Water Aid applauds Rwanda’s sanitation as continental leader

20 February 2013. by Alex Weber

Kigali: Rwanda has become an African leader when it comes to providing its citizens access to safe sanitation, but its progress could stall if funding is not increased, a report by the international development charity Water Aid has found.

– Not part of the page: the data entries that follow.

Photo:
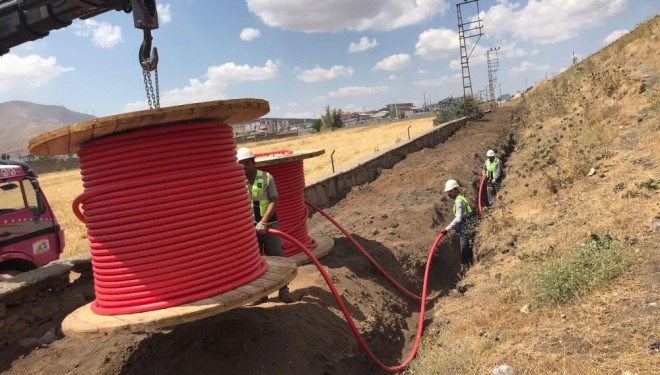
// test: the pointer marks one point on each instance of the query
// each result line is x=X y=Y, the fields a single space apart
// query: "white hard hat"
x=244 y=153
x=451 y=185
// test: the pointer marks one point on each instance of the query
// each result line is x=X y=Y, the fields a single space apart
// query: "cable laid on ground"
x=481 y=187
x=291 y=212
x=349 y=320
x=369 y=257
x=167 y=217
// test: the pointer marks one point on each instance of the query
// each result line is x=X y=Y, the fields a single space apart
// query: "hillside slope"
x=569 y=267
x=20 y=121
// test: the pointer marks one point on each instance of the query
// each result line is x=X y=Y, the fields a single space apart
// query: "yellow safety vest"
x=491 y=168
x=467 y=204
x=259 y=196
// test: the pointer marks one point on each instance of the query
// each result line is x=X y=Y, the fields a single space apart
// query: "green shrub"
x=587 y=267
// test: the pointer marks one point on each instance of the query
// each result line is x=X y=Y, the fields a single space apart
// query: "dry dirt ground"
x=396 y=218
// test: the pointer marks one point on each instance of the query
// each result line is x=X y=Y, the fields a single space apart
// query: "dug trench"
x=396 y=218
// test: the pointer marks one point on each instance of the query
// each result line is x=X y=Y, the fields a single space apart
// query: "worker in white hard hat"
x=493 y=171
x=263 y=193
x=463 y=224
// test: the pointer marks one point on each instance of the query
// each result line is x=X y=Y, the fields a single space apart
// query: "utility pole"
x=396 y=110
x=467 y=30
x=493 y=65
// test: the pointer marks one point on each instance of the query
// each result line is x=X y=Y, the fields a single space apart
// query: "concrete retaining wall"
x=53 y=165
x=33 y=304
x=330 y=190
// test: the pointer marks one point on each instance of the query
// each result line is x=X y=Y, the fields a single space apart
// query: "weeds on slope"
x=593 y=265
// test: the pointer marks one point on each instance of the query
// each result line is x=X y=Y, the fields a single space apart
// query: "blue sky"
x=302 y=55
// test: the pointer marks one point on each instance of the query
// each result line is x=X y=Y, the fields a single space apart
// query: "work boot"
x=285 y=296
x=261 y=300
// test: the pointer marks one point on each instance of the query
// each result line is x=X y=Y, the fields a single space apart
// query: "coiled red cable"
x=373 y=261
x=167 y=216
x=349 y=320
x=291 y=212
x=481 y=187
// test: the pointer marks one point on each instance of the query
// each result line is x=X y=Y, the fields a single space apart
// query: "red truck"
x=29 y=234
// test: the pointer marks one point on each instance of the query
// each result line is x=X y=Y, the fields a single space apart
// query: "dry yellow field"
x=350 y=145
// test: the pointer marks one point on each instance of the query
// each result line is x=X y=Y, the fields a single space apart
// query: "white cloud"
x=217 y=79
x=527 y=66
x=443 y=80
x=437 y=43
x=298 y=115
x=363 y=45
x=331 y=16
x=32 y=71
x=548 y=21
x=319 y=74
x=510 y=50
x=354 y=91
x=394 y=62
x=614 y=36
x=164 y=13
x=249 y=34
x=102 y=34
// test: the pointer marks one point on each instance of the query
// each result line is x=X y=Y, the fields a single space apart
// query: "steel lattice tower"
x=467 y=30
x=493 y=65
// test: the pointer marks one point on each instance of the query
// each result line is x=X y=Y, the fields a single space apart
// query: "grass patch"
x=590 y=266
x=649 y=184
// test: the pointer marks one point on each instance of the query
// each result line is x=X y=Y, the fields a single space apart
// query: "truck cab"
x=30 y=236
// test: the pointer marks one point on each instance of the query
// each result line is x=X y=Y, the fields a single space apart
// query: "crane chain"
x=153 y=98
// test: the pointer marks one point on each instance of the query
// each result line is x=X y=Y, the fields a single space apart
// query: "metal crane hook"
x=148 y=57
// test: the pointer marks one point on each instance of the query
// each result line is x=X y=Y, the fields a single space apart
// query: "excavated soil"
x=396 y=218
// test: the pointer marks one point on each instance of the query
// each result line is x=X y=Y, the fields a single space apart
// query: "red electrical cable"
x=481 y=187
x=167 y=216
x=291 y=212
x=349 y=320
x=369 y=257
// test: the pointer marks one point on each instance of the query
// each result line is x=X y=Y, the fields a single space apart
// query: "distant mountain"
x=21 y=121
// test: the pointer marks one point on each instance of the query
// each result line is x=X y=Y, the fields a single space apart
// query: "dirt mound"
x=395 y=218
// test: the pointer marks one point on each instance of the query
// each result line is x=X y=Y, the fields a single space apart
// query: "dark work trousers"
x=467 y=240
x=491 y=191
x=271 y=245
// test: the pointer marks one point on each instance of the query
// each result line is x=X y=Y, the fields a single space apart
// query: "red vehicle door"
x=29 y=234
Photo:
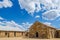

Released on Wednesday, the report “Keeping Promises: Why African leaders need now to deliver on their past water and sanitation commitments,” applauded Rwanda for its efforts in improving water and sanitation quality throughout the country, but warned that increased government spending is needed if the country is to keep on track with meeting its Millennium Development Goals.
A survey conducted by the National Institute of Statistics of Rwanda (NISR) found that 1.4 Rwandans over the age of 16 gained access to safe sanitation over the past five years. Access levels increased from 58.5% in 2005/2006 to 74.5% in 2010/2011, the survey found.

It’s progress means Rwanda has a unique opportunity to demonstrate to other African governments the success that can come from strong government commitment, targeted investment and collaboration with development partners.

However, the WaterAid report discovered a funding gap of $83 million, money that must be invested in sanitation if the Rwandan government is to meet its water and sanitation goals by 2017.

“Rwanda has made historic progress in increasing access to sanitation and WaterAid is proud to work alongside a government that has shown real political leadership in this area,” said Nshuti Rugerinyange, Water Aid Rwanda’s team leader.

“While we are 100% behind the Government’s drive to reach every Rwandan with safe sanitation by 2017, we feel that spending commitments, particularly, the 2008 eThekwini target of spending 0.5% on sanitation, is a crucial milestone if we are to meet the goal of universal access.”

In 2008, Rwanda, along with other African Union members pledged to increase spending on sanitation and hygiene to 0.5% of its GDP. Between 2008 and 2010, the report states Rwanda spent 0.65% of its GDP on water and sanitation.

In order to remain an example to its African neighbors the report recommends Rwanda its eThekwini target by aiming to spend 1% of GDP on sanitation and hygiene in order to align itself with the 2011 World Bank recommendations.